Nassau County, Florida Beach Rules (Sept. 2020)
Beaches Become Quieter Weekdays in August
While far fewer people go to the beach after Labor Day, the beaches actually get much quieter around Amelia Island weekdays in August. This is a result of schools being back in session. Around the Florida-Georgia border, kids go back to school earlier than many other places around the nation.
Nearby Camden County, GA started school on August 4, 2020. The new 2020-2021 school year in Nassau County, Fl was delayed this year to August 24, 2020. Reopening schools during the pandemic has been controversial around the nation. Locally, an overwhelming majority of Nassau County, FL parents representing more than 80% of students, opted to send their kids back to brick and mortar schools for in-person instruction.
“Swim At Your Own Risk”
Beach weather continues through September and early October here in northeast Florida. The ocean temperature remains relatively warm and inviting in September into mid-October, but dangerous rip currents can be lurking. Signage at the beaches warns “swim at your own risk.”

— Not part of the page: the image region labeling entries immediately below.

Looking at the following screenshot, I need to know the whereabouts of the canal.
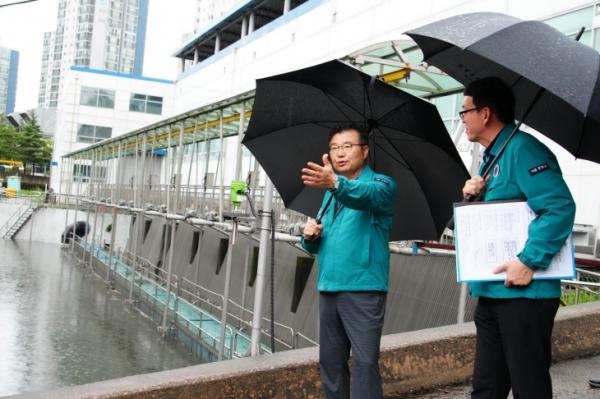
[0,240,199,396]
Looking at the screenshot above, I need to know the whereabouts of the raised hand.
[302,154,336,188]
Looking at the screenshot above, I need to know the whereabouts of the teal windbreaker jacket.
[302,166,396,291]
[470,124,575,298]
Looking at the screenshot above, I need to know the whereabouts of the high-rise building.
[38,0,148,108]
[0,47,19,115]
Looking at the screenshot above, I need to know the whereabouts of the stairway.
[2,204,37,240]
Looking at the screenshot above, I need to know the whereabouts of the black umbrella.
[407,13,600,162]
[243,61,468,240]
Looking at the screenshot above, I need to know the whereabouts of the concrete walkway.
[406,356,600,399]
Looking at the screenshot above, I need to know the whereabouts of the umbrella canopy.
[407,13,600,162]
[243,61,469,240]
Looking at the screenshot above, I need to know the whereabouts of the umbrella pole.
[250,177,273,356]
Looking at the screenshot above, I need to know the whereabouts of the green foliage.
[0,115,52,173]
[0,115,21,161]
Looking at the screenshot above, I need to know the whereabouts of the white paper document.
[454,201,575,282]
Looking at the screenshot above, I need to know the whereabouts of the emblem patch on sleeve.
[529,163,550,176]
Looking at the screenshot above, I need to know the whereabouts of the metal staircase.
[0,200,38,240]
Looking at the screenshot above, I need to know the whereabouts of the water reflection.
[0,240,197,396]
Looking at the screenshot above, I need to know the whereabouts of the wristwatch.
[329,175,340,191]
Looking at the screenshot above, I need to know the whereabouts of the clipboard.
[454,200,575,283]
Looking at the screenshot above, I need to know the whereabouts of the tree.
[0,114,21,161]
[0,115,52,172]
[18,114,52,172]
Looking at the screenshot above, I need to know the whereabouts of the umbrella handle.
[316,194,333,224]
[304,195,333,242]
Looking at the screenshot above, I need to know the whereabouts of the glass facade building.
[0,47,19,115]
[38,0,148,108]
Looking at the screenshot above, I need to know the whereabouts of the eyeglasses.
[329,143,367,154]
[458,107,481,121]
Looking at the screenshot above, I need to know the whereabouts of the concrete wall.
[11,302,600,399]
[13,208,131,248]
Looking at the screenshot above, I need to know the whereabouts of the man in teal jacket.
[302,126,396,399]
[459,78,575,398]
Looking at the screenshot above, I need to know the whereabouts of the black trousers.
[319,291,386,399]
[471,298,559,399]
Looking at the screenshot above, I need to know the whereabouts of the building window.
[77,125,112,143]
[80,86,115,109]
[73,163,106,183]
[129,93,162,115]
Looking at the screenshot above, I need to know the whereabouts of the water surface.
[0,240,198,396]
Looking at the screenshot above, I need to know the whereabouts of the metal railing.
[76,244,318,358]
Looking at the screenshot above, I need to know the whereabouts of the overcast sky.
[0,0,195,111]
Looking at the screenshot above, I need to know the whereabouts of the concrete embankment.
[8,302,600,399]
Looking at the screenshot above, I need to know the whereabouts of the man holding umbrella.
[302,126,396,398]
[460,77,575,398]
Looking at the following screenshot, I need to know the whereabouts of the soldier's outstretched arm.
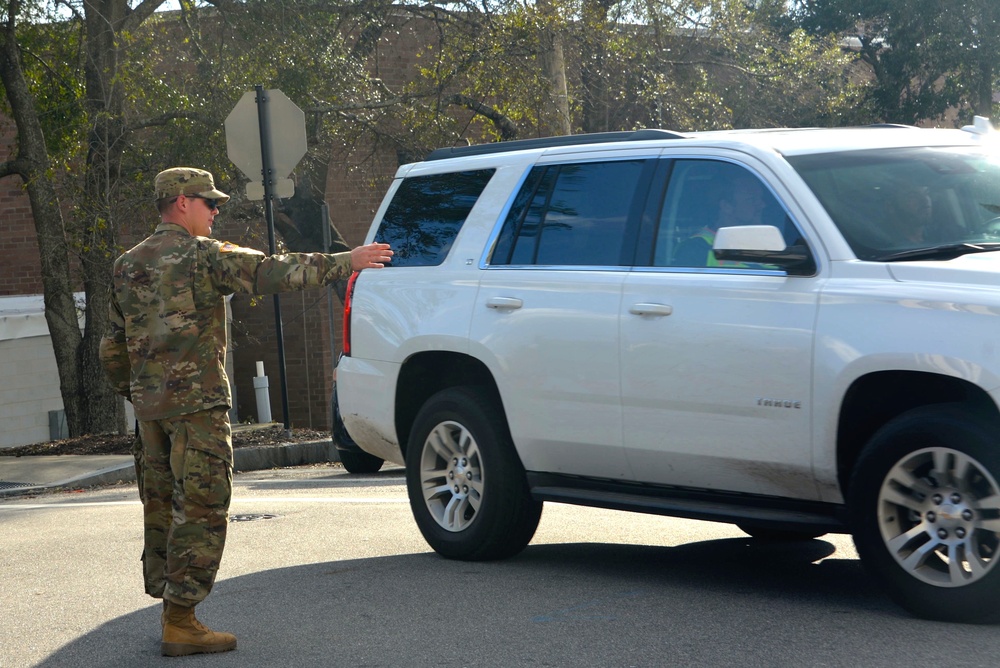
[351,243,392,271]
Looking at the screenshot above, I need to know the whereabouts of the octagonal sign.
[225,89,307,199]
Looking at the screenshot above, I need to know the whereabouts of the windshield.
[788,147,1000,261]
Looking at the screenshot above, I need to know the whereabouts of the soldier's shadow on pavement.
[31,538,948,668]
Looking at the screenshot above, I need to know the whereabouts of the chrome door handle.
[486,297,524,310]
[628,304,674,316]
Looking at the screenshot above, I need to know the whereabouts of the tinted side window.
[491,160,646,266]
[375,169,495,267]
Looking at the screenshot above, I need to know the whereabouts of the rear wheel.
[406,387,542,561]
[849,406,1000,622]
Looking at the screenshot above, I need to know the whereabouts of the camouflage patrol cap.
[154,167,229,204]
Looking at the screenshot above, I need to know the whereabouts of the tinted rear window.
[491,160,646,267]
[375,169,496,267]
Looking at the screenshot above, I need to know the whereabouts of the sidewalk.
[0,439,340,498]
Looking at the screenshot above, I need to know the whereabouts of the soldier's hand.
[351,244,392,271]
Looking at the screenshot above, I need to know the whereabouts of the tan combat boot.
[160,602,236,656]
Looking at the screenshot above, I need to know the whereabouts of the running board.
[528,473,849,533]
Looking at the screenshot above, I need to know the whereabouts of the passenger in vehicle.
[673,174,767,267]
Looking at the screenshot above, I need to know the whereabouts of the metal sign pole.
[254,84,291,437]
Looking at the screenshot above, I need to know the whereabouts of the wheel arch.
[394,351,498,457]
[837,371,1000,492]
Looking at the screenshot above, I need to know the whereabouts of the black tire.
[406,387,542,561]
[736,524,826,542]
[848,405,1000,623]
[330,379,385,473]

Beware Rip Currents, Call 911 In An Emergency
Sign Up For Beach Condition Alerts
The public can sign up to receive local emergency alerts about beach conditions.
On Sept. 11, 2020 at 3:03 p.m., for example, the Fernandina Beach Fire Dept. entered an alert sent to cell phones with this advisory: “RED HIGH HAZARD — Reg flag conditions: current and surf conditions dangerous for all levels of swimmers. For emergencies call 911!”
Fernandina’s Ocean Rescue
Many of the lifeguards are teenagers and/or college students. They deserve recognition, especially this year. Choosing to work and help people at the beaches during the pandemic summer of 2020.
An ocean rescue lifeguard is not an easy job to begin with. Besides the difficult training, there’s spending all day outside in Florida’s brutal, humid summer heat. Plus the huge responsibility of rescuing adults and children, trying to prevent accidental drownings.
Let’s hope that next year, by the summer season of 2021, the worst of the pandemic is behind us with potential vaccines on the horizon.